大分バカげた話ではあるのだが、四人共真面目に聞いてくれた。そして――。
「やりまーす!!」
即座に隼が手を上げる。
「面白そう。私もやる」
亀三梨は表情もなく頷いた。
「……豹衛、どうする?」
鯉路は豹衛に尋ねた。
「私は……自分が主役になるとは思えないし……」
「えー!? やりましょうよ豹衛さーん!!」
乗り気ではないらしい豹衛を、隼が急かす。
「まあ豹衛って元々あんまり自信あるタイプじゃないから……美青さん、もう少し具体的な話、どうやって撮るかとか、教えて貰っていいですか?」
鯉路はもっと現実的だった。
「今、グループで出てきてる事としては、携帯に便利なカメラを最低五つ……これはクラスの班の数揃えて、各自撮れる時に撮るっていう案。そこに鬼灯町さん達が入るなら、カメラ」
「このメンバーに関しては記録用のカメラ私が持ってるから別にそこは問題じゃないわよ」
撮影に徹していた羊日がさらっと言った。
「記録用?」
思わず美青はそのまま返した。
「なんて言ってもバンドのあれこれ練習するのにその練習を記録する必要があんのよ。なんなら撮影機材は美青と琴宝よりあるんじゃないかってくらいある。で」
羊日はカメラを豹衛と鯉路に回した。
「いい話だと思うわよ、これ。小さな集まりではあっても、一つの共同体の中にPINK MAD SICKが残るって、保証されるんだから」
羊日はリーダーとしてだろうか、とても大切な事を言っている。
「……ジャガーさ」
「何よ」
「楽曲提供狙ってるでしょ」
「ッたり前でしょ何言ってんの」
ここまで正直だと、美青も寧ろ苦笑するしかない。
「どうかな、豹衛さん、鯉路さん。主役って言うとかえって気が引けちゃうのかも知れないけど――」
美青は『自分だな』と思って、声をかけた。
「人間って、必ず物語を持ってる。私はまだPINK MAD SICKをよく知らないけど、どうして集まったのかとか、どうして音楽やりたいって思ったのか、その思いの始まりは絶対に自分の中にある。まあ――」
カメラが自分に向いているのに気づいて、美青は少し照れ臭くなったが、続ける事にした。
「――それをさらけ出すのって、とても大変な事だけど。でも、その心の核が二十四個集まった時に見える景色があると思う」
美青がちらりと羊日を見ると、羊日はカメラを自分に向けていた。
「こんな経験ができる機会は二度と巡ってこないわよ。私は絶対に乗る。豹衛、鯉路、決めなさい」
そしてまた、カメラは二人に向く。
「私は――私も、主役になれるんですか?」
豹衛は、美青に向けて聞いた。
「正直、まだ豹衛さんの事は何も知らない。それでも、豹衛さんの主役としての部分を見たいって思う」
美青は、羊日を見た。
「羊日が『家族』って認めてたら、
羊日は珍しく、赤くなっていた。
「照れちゃって」
鯉路は冷やかすように羊日を見て、そのカメラをじっと見つめた。
「乗ったわ。
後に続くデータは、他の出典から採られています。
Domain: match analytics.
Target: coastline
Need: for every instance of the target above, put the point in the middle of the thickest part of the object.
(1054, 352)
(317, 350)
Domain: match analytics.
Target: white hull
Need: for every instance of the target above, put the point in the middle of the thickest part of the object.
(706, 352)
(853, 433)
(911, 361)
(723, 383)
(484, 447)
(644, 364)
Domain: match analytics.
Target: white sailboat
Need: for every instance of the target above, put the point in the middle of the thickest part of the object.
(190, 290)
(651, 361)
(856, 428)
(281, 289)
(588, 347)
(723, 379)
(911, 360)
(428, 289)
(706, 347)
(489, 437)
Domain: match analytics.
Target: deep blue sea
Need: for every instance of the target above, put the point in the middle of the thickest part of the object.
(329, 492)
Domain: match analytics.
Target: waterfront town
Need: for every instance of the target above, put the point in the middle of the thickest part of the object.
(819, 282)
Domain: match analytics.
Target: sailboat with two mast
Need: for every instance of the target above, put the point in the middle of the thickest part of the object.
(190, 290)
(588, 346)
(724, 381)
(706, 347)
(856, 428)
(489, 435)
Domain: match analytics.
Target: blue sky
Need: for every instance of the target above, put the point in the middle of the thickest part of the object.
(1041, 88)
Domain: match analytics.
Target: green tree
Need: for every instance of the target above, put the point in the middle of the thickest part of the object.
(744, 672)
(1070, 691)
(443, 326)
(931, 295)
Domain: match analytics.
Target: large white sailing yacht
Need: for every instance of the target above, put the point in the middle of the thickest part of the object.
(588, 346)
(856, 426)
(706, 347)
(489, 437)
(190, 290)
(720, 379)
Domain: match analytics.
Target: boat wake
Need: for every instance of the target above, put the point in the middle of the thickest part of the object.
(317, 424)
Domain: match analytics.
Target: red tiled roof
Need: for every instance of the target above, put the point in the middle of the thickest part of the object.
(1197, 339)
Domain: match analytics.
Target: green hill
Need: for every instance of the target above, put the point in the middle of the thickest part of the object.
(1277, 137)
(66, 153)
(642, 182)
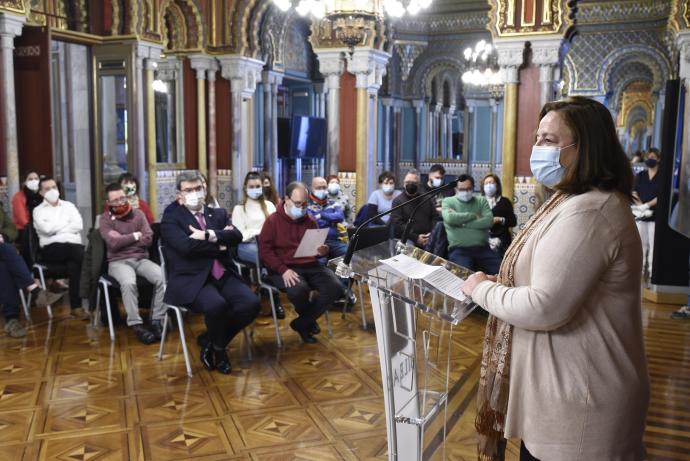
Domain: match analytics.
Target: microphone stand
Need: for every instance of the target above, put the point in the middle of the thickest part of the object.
(344, 270)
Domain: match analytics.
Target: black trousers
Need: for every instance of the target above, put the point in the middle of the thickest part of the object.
(525, 455)
(72, 255)
(14, 275)
(228, 305)
(317, 278)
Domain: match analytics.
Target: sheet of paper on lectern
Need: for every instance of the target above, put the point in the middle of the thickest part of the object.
(437, 276)
(311, 241)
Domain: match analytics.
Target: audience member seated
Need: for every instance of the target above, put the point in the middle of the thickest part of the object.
(25, 200)
(337, 196)
(128, 236)
(59, 225)
(381, 200)
(504, 216)
(270, 192)
(196, 240)
(279, 238)
(425, 217)
(467, 220)
(249, 216)
(328, 215)
(435, 180)
(130, 185)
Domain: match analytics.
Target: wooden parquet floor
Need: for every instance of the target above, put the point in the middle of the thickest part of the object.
(67, 393)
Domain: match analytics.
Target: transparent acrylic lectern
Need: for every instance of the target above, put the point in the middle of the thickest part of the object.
(414, 326)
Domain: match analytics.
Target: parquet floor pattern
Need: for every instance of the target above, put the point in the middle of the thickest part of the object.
(67, 393)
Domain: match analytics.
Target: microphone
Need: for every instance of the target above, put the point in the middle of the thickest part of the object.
(343, 269)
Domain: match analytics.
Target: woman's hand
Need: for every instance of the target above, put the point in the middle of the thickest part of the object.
(474, 280)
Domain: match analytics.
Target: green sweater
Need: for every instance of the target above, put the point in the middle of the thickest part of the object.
(463, 226)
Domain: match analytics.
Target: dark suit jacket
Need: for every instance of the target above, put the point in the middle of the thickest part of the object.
(189, 261)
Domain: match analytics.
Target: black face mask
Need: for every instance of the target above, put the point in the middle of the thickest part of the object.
(411, 189)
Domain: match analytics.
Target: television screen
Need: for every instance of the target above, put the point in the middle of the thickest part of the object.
(308, 137)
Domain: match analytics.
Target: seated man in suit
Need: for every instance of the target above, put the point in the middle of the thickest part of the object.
(195, 239)
(280, 236)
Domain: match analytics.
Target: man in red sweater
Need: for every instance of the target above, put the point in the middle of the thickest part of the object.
(128, 236)
(280, 236)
美青さんの事は何も知らないに等しいけど、羊日をこれだけ大事にしてくれて悪い人なわけがない」
鯉路については、参加で決定だった。
「私も!」
豹衛は美青の方に身を乗り出して、叫んだ。
「クラスでもバンドでもずっと『真ん中』じゃないですけど、それでもやってみたいです!」
その叫びは――重かった。
「ありがとう」
体がへし折れようと、受け止めなければならない重さを感じながら、美青は微笑んだ。
「私も――PINK MAD SICKの四人が一緒になってくれたら、それはきっと羊日にとって凄くいい事だと思う」
「なんで美青は私を引き合いに出すのよー!!」
羊日は美青にカメラを回しながら、思い切り怒っているような、照れ隠しのような声を上げた。
「だって、家族が一緒の方が心強いって気持ち、私も琴宝がいるから分かるよ」
「うっ……」
少し、羊日の心の深い所に触れた気がして、今までは近くにいても手を伸ばさなかっただけなのだなと、美青は少し自分を改めようと思った。
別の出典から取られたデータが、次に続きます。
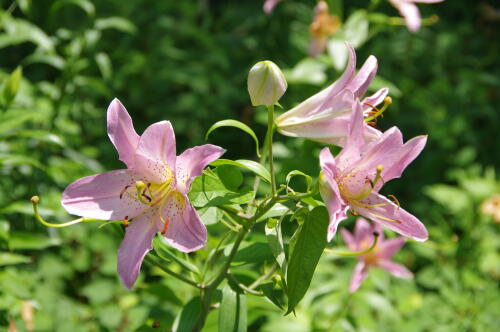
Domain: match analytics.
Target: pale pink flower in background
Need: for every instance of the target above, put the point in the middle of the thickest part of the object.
(324, 117)
(409, 11)
(269, 5)
(353, 178)
(150, 193)
(323, 26)
(380, 256)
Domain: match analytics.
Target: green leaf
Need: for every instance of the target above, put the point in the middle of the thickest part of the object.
(104, 64)
(256, 252)
(162, 249)
(210, 215)
(230, 176)
(236, 124)
(307, 71)
(293, 173)
(8, 258)
(86, 5)
(275, 241)
(271, 293)
(250, 165)
(277, 210)
(309, 243)
(232, 311)
(116, 23)
(11, 86)
(188, 316)
(208, 190)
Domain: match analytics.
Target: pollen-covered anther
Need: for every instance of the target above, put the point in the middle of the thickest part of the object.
(165, 225)
(375, 112)
(395, 200)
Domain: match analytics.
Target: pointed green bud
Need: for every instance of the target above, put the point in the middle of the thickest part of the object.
(266, 83)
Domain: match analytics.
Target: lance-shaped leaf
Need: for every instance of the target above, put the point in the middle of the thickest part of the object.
(233, 311)
(236, 124)
(249, 165)
(305, 251)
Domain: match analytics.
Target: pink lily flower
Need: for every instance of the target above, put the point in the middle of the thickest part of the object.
(324, 117)
(150, 192)
(380, 256)
(409, 11)
(353, 178)
(269, 6)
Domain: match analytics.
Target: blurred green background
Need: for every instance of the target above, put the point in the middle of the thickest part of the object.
(187, 62)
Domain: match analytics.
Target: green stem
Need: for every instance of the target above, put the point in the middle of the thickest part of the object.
(269, 138)
(153, 260)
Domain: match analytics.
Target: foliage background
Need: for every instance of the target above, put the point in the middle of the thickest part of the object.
(187, 61)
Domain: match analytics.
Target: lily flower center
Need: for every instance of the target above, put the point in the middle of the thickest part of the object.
(157, 195)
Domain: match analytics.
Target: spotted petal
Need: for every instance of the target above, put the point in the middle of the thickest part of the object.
(121, 132)
(379, 209)
(103, 196)
(185, 231)
(155, 155)
(135, 245)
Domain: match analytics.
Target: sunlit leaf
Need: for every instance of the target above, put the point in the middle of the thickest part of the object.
(8, 258)
(236, 124)
(11, 86)
(246, 164)
(188, 316)
(232, 311)
(304, 255)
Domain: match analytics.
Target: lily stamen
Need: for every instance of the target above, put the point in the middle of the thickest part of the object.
(378, 112)
(395, 200)
(165, 225)
(35, 200)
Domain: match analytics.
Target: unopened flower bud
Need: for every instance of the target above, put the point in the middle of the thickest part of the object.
(266, 83)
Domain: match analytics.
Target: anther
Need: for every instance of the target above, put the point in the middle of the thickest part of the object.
(165, 225)
(395, 200)
(123, 191)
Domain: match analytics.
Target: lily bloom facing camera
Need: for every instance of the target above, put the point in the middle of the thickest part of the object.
(379, 256)
(353, 178)
(150, 194)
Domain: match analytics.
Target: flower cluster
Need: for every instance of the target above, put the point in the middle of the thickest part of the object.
(149, 196)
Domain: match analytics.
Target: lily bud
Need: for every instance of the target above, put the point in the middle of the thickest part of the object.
(266, 83)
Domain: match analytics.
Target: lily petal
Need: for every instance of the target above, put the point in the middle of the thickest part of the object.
(355, 140)
(103, 196)
(186, 232)
(330, 193)
(379, 209)
(121, 132)
(411, 14)
(406, 155)
(359, 275)
(395, 269)
(135, 245)
(191, 163)
(348, 239)
(155, 155)
(359, 84)
(388, 248)
(374, 100)
(323, 99)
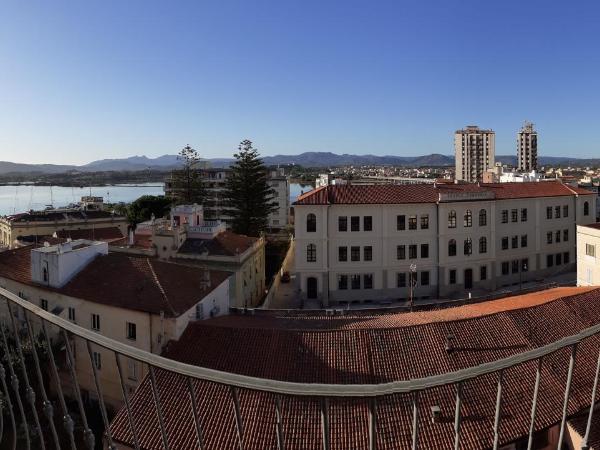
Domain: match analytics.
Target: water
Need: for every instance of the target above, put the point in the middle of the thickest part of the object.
(21, 198)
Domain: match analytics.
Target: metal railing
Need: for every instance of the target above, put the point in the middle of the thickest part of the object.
(28, 429)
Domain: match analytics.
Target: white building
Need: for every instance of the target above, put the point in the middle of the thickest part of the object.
(357, 243)
(474, 151)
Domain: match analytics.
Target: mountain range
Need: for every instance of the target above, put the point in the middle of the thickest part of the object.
(307, 159)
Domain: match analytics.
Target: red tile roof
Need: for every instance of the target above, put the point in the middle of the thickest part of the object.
(366, 352)
(125, 281)
(429, 193)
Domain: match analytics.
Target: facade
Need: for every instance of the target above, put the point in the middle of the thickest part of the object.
(358, 243)
(527, 148)
(215, 203)
(588, 255)
(59, 221)
(138, 301)
(474, 151)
「ジャガーの負けね。美青さん、ジャガー以外の四人でカメラの扱い分かるの私だけだから、そこは任せて。クラスも四人一緒だし撮りやすいと思う」
「じゃあ鬼灯町さん、私と琴宝……琴宝の連絡先も教えるけど、その連絡役も頼める?」
「勿論」
こうして、一つのFILMに、新たな登場人物が加わった。
美青はグループに事の経緯を説明し、四人を追加した。
始まっているという手応えを感じながら、美青は羊日達のやりたい事――真っ先にライブをするというのを聞いて、メモ帳に収めておいた。